CVE-2024-13353

CVE-2024-13353 is a Local File Inclusion (LFI) vulnerability in the Responsive Addons for Elementor – Free Elementor Addons Plugin and Elementor Templates plugin for WordPress, affecting all versions up to and including 1.6.4. The flaw resides in several widgets, enabling the inclusion and execution of arbitrary files on the server. It carries a CVSS v3.1 base score of 8.8 (AV:N/AC:L/PR:L/UI:N/S:U/C:H/I:H/A:H) and is linked to CWE-98 (Improper Control of Filename for Include/Require Statement in PHP Program) and CWE-829 (Inclusion of Functionality from Untrusted Control Sphere).

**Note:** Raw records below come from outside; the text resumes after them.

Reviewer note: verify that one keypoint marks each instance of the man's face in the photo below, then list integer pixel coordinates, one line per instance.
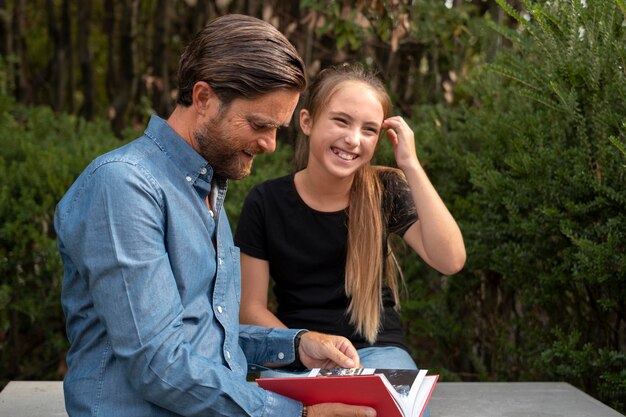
(233, 135)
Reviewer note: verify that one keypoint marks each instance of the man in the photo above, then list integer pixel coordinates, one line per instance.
(152, 284)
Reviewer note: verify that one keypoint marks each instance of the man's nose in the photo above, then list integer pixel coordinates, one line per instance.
(267, 142)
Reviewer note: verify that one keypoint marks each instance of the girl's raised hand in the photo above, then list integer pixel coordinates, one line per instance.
(403, 141)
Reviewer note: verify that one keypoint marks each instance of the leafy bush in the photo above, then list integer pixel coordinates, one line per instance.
(41, 153)
(526, 163)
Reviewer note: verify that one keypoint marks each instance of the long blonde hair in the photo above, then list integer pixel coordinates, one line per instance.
(367, 267)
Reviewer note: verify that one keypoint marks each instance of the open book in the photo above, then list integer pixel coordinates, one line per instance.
(392, 392)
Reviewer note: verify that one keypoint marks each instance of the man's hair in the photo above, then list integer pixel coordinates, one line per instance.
(239, 57)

Authenticated attackers with Contributor-level access or higher can exploit this vulnerability over the network with low complexity and no user interaction required. By targeting the affected widgets, they can include arbitrary server files containing PHP code for execution, bypassing access controls, extracting sensitive data, or achieving remote code execution—particularly when "safe" file types like images with embedded PHP are uploadable and subsequently included.

WordPress plugin trac references detail patches applied in version 1.6.5 via changeset 3226779, specifically addressing vulnerable code in files such as class-responsive-addons-for-elementor-product-carousel.php (line 3151 in trunk) and class-responsive-addons-for-elementor-woo-products.php (line 3725 in trunk). Wordfence's threat intelligence advisory confirms the issue and recommends updating to the patched version for mitigation.